Various things have been updated. The original script has one of the guys (in this case relatively tall Chicagoan Joe Dempsey) reading some biographical material on Shakespeare from a series of index cards that flutter to the floor. He picks them up trying to salvage the biographical info, mixing it up with that of Hitler. Kind of a weak joke that relies a bit too much on the unexpected . . . but here, instead of cue cards, Dempsey’s reading the biographical info off an “iNook.” The joke doesn’t quite work the same without index cards, but it’s a cute switch . . . Dempsey does a pretty good job of bringing the rest of the material to the stage, appearing quite often in drag. Appearing about as often in drag? Somewhat shorter Chicagoan Ernie Gonzales who seems a bit more in form as a sketch comedy artist than the other two guys here . . . and I don’t think I mean that in a good way. (Or maybe I do, I don’t know.) That’s the problem with this hybrid, though . . . it has to ride the edge between sketch comedy and more traditional stage comedy and that’s actually a very, very difficult edge to tread. The cast does a pretty good job of carrying it off, though.
Somewhere near the conceptual center of this things is Gerard Neugent—if only because he’s more familiar to local audiences than the other two guys. He has a pretty solid sense of comedy as seen in previous productions with the Rep and . . . First Stage, actually. Bringing sort of a modulated comic madness to the stage as he does here, his performance seems reminiscent of his performance as Cat In The Hat in their production of Seussical. I don’t know, though . . . I guess I was looking for more of an ensemble feel than I got here and Neugent’s work would’ve been that much better with more of an integrated ensemble of actors who have more experience working together. Or maybe it just felt like that might’ve been what was missing. It was hard to tell. Neugent’s funny here, but even the more clever bits (invoking the name of ”Jimmy DeVita” before trying to undertake a performance of the To Be Or Not To Be speech for example) feel kind of flat. It’s fun…it’s just missing something . . . and for me it’s missing a LOT of something, but if you’ve never seen an RSC-written show, this is as good as any. In the right frame of mind, it’s reasonably clever comedy well worth the ticket price.

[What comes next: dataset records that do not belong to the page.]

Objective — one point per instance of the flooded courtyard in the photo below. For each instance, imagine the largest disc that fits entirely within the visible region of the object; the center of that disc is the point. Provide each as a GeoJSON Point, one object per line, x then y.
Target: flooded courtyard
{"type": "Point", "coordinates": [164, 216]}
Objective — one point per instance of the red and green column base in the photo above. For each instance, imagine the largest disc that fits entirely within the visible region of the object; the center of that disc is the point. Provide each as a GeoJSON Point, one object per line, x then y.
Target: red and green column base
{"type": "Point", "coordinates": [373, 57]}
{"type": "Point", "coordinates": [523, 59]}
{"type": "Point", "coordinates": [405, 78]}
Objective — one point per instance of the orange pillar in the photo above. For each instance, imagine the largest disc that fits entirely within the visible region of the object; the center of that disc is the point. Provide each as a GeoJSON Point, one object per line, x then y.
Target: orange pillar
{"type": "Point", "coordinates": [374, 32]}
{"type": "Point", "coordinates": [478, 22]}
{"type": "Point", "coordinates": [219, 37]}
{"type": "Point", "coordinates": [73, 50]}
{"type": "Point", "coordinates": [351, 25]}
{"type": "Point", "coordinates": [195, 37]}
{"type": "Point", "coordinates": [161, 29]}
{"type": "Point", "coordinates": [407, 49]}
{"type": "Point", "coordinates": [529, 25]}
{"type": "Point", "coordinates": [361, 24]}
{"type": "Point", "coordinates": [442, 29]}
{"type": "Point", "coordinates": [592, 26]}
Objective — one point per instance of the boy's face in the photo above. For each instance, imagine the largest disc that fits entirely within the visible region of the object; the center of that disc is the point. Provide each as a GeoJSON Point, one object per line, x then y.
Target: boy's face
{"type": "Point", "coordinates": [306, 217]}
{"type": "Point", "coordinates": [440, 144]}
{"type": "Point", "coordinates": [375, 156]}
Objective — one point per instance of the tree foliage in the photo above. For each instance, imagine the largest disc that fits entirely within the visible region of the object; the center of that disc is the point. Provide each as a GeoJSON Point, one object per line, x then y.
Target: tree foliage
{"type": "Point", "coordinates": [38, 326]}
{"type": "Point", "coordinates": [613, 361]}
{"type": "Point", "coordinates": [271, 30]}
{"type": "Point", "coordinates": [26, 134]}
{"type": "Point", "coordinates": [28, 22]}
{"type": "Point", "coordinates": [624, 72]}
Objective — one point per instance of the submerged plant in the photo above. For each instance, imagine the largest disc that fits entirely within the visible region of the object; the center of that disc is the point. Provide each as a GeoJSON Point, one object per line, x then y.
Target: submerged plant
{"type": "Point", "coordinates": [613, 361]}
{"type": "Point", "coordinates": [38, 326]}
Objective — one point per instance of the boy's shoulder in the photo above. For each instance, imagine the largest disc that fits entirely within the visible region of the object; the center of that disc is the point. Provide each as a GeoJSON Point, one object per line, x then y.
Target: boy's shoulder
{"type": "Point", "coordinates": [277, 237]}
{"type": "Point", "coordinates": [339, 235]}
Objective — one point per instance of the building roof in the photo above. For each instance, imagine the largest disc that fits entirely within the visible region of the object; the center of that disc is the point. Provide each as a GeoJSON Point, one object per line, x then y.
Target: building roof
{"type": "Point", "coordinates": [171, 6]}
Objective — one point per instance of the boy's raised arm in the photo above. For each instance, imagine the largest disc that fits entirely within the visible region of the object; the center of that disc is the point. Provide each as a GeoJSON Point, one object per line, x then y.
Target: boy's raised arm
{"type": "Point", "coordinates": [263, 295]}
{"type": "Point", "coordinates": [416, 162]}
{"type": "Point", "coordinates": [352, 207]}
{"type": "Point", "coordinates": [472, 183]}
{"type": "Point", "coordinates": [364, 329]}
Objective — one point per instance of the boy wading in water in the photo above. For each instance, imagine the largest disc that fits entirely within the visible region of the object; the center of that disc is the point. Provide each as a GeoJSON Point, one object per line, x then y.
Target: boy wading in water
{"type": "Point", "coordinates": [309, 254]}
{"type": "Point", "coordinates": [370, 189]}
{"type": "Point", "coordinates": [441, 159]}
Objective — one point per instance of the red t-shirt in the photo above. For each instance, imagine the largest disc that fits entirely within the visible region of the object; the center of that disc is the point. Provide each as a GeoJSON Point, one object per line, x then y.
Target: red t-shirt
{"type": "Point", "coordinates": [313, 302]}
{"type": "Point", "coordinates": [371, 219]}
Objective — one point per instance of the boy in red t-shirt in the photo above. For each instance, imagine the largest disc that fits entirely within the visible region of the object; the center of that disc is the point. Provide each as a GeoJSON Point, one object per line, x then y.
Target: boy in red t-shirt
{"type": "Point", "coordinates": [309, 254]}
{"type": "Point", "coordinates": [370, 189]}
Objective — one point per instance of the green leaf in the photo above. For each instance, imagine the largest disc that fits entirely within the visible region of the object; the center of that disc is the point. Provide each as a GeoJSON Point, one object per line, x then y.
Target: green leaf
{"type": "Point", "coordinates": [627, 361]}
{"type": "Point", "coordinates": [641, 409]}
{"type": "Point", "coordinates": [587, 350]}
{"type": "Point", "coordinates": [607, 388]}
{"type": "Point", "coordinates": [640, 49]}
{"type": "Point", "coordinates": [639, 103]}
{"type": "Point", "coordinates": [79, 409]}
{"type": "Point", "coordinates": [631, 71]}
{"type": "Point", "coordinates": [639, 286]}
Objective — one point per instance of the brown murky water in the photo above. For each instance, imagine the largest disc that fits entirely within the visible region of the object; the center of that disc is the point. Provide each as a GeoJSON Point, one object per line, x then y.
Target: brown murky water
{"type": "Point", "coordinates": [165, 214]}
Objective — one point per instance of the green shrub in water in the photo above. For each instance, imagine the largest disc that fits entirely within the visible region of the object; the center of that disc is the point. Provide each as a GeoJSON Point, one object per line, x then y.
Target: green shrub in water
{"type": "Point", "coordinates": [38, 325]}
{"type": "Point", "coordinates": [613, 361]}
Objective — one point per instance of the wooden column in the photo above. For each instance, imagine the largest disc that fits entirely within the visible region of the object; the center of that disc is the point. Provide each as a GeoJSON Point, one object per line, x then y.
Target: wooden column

The Milwaukee Rep’s production of The Complete Works of William Shakespeare (Abridged) runs through March 11th at the Stackner Cabaret. For ticket reservations, call 414-224-9490 or visit the Rep online.
And on a personal note--It's interesting . . . seeing this production makes me respect what In Tandem did with its production of the RSC-written ALL THE GREAT BOOKS a while back. Director Chris Flieller took a very similar comic show and managed to craft a much more inspired production of ALL THE GREAT BOOKS than the Rep manages here. That show has a very similar set-up that aspires to the exact same kind of comedy. Flieller and a cast exactly as talented as the three here put together a far more entertaining show. And bringing this up about a show that I saw THREE YEARS AGO is . . . well it's pretty silly. I know this. But having seen this show, I can now recommend with even more conviction a show that closed a few years ago.